At this point, you have a list of strings and their spatial positions. That's not XML yet, but it sounds like a good starting point to be tailored straightforwardly to your needs.
This is the code. Again, the parameters (structuring elements) of the morphological functions may need to change, based on the scale of your actual images; also, if the invoice is too tilted, you may need to "rotate" roughly the structuring elements in order to still achieve good "un-skewing."
img = ColorConvert[Import#"http://www.team-bhp.com/forum/attachments/test-drives-initial-ownership-reports/490952d1296308008-laura-tsi-initial-ownership-experience-img023.jpg", "Grayscale"];
b = ColorNegate#Binarize[img];
mask = Closing[b, BoxMatrix[{2, 20}]]
orientations = ComponentMeasurements[mask, "Orientation"];
angles = FindClusters#orientations[[All, 2]]
\[Theta] = Mean[angles[[1]]]
straight = ColorNegate#Binarize[ImageRotate[img, \[Pi] - \[Theta], Background -> 1]]
TextRecognize[straight]
boxes = Closing[straight, BoxMatrix[{1, 20}]]
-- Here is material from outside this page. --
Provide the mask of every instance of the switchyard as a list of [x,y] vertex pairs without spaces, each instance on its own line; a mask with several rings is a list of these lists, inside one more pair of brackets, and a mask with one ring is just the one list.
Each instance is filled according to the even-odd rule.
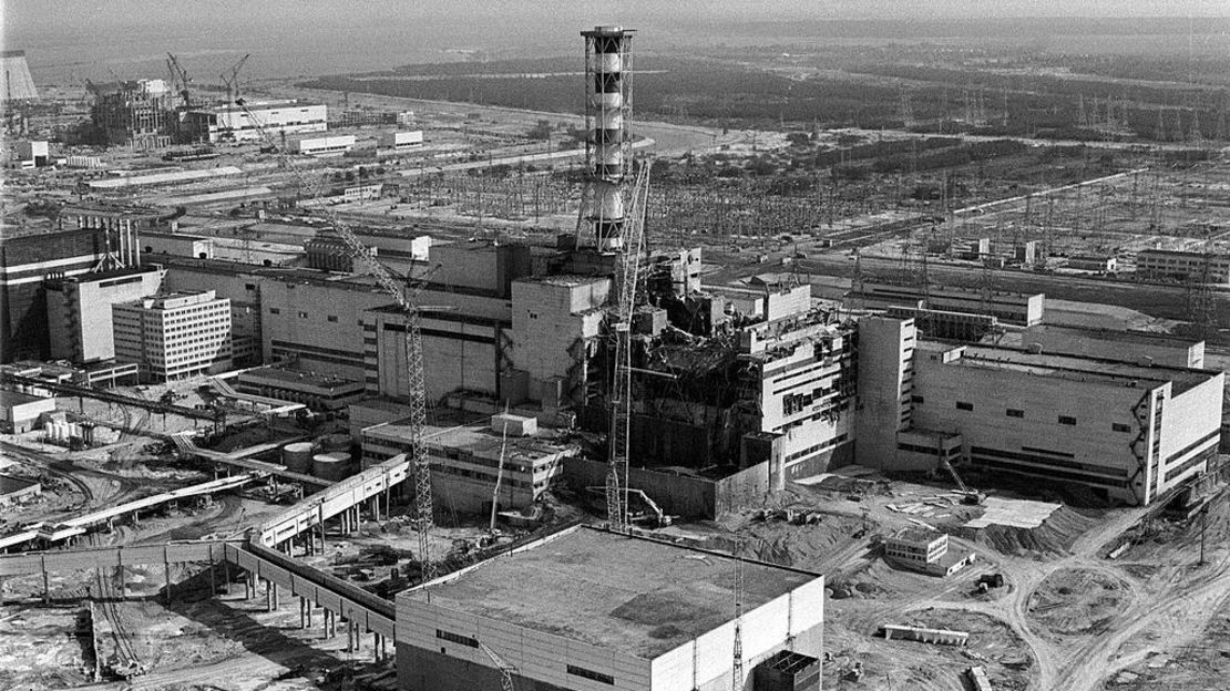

comp = MorphologicalComponents[boxes];
measurements = ComponentMeasurements[{comp, straight}, {"BoundingBox", "Centroid"}];
texts = TextRecognize#ImageTrim[straight, #] & /# measurements[[All, 2, 1]];
Cases[Thread[measurements[[All, 2, 2]] -> texts], (_ -> t_) /; StringLength[t] > 0] // TableForm
The paper we use for skew angle detection is: Skew detection and text line position determination in digitized documents by Gatos et. al. The only limitation with this paper is that it can detect skew upto -5 and +5 degrees. After that, we need something to slap the user with a message! :)
In your case, where there are primarily invoice scans, you may beautifully use: Multiresolution Analysis in Extraction of Reference Lines from Documents with Gray Level Background by Tag et. al.
We wrote the code in MATLAB, if you need help let me know!
I worked on a similar project once, and for being a long time user of OpenCV I ended up using it once again. OpenCV is a popular-cross-platform-computer-vision-library that offers programming interfaces for C and C++.
I found an interesting blog that had a post on how to detect the skew angle of a text using OpenCV, and then another on how to deskew.
To retrieve the text of the document and be able to pass a smaller image to tesseract, I suggest taking a look at the bounding box technique.
I don't know if the image acquisition procedure is your responsibility, but if it is you might want to take a look at how to do camera calibration with OpenCV to fix the distortion in the image caused by some camera lenses.